I offered him the use of the wiring chart for my Tbird but he said it was all pretty simple, that he is used to re-wiring old cars like this. He does a lot of old car and truck restorations. If he needs the chart, I will get it to him. He said he is going to inspect and fix any defective wiring and cap or seal off any bare or unused leads. He says when he gets done, it will be safe.

This could have been a lot worse, because, apparently, it only effected 1 or 2 wires, that I know of. I need to find out which actually caused the problem. He thought, initially, that it was the ballast resistor behind the problem. Then he said it might have been that when he re-installed the steering column that he might have damaged a wire in it. I may have to ask him to pull the steering column again and check out all that wiring..

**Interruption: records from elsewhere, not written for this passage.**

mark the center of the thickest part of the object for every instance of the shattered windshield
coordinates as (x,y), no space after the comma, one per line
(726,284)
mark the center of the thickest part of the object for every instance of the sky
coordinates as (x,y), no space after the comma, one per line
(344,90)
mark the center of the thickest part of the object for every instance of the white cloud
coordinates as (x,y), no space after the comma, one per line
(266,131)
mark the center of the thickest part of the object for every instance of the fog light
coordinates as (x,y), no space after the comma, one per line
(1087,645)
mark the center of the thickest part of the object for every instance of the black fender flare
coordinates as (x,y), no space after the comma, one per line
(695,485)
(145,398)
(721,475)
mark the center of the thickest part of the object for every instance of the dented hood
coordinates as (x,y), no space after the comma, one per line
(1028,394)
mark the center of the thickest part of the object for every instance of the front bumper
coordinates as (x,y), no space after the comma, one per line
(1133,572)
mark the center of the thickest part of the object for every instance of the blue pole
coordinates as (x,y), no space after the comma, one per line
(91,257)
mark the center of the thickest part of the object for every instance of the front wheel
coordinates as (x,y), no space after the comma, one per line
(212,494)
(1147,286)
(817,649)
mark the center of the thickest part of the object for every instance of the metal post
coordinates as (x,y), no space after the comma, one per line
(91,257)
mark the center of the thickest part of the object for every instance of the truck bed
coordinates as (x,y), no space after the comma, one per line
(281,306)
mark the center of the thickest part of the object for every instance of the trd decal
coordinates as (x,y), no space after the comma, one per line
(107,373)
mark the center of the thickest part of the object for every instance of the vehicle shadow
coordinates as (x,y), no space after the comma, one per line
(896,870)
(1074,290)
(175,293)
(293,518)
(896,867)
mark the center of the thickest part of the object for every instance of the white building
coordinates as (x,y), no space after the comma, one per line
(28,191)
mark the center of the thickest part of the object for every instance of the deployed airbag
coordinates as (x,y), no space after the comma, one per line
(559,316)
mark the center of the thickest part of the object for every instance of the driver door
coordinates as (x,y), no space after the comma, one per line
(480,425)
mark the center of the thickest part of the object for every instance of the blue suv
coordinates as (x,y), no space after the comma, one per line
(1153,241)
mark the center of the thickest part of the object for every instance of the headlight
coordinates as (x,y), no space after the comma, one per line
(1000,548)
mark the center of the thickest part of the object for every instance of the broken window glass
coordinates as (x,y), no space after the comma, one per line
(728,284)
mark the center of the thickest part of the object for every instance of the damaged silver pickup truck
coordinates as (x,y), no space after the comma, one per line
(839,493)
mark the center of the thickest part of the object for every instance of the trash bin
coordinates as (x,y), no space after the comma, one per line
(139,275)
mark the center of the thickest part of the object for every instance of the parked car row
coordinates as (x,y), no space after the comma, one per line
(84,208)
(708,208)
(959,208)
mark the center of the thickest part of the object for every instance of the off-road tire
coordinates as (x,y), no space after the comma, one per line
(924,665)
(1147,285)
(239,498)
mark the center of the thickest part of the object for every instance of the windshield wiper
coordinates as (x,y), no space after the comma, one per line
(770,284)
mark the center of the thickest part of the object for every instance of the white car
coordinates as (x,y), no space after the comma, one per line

As a result of this, I called my insurance company and had them triple the value on the car. I told them that I had put so much money into it since the purchase and it was now worth triple what I paid for it. It did not cost me a lot to increase the value. Now, should something else go wrong with that wiring, or it ends up in Mexico unexpectedly, I will get my investment back..

Dutchbird
03-01-2009, 10:46 AM
I've got something called "Start Lock" installed for a few years now, it works perfect!
I switch it totally off when she's in the garage at home (including the fuse) and when I'm at a meeting for a day/weekend I only turn off the knob.

Here's some specs of it:
This unique construction has been manufactured of a high-quality stainless alloy and has a perfect fit on the battery pole, also on Ford batteries (flat pole). With a simple turn on/off the whole electric circuit is eliminated, a further turn and the knob has been removed for an optimum guard. But the 16 amps cutout/fuse still give circuit to present clock, windows, radio, alarm installation, etc.

The advantages are:
* prevents discharge of the battery
* prevents electric fires
* slowing down/delay robbery attempts
* very fast interruption
* designed for 6, 12 and 24 volts (100 amp.)
* easy assembling by everyone

Dan Leavens
03-01-2009, 10:51 AM
Ray good idea with the insurance compnay increasing the coverage. Another suggestion ( as we need it up here in Canada for additional covergage ) is to get a current appraisal done to capture the increased value of Yellowrose:rolleyes: We had this discussions last year on the forum and found out that different countries / states had different rules of the policy with their insurance providers:eek:

YellowRose
03-01-2009, 12:22 PM
Thanks Dan for the appraisal recommendation. Many of you know that Lou Paliani, President of VTCI, lives in the San Antonio area. I was planning on driving Rose to our monthly STTC meeting on Saturday to have Lou appaise her... and so they could see her. It has been about a year since the S&S that Bart and I drove her to in Castroville. A lot on her has changed since then. So I was going to show her off to our club members.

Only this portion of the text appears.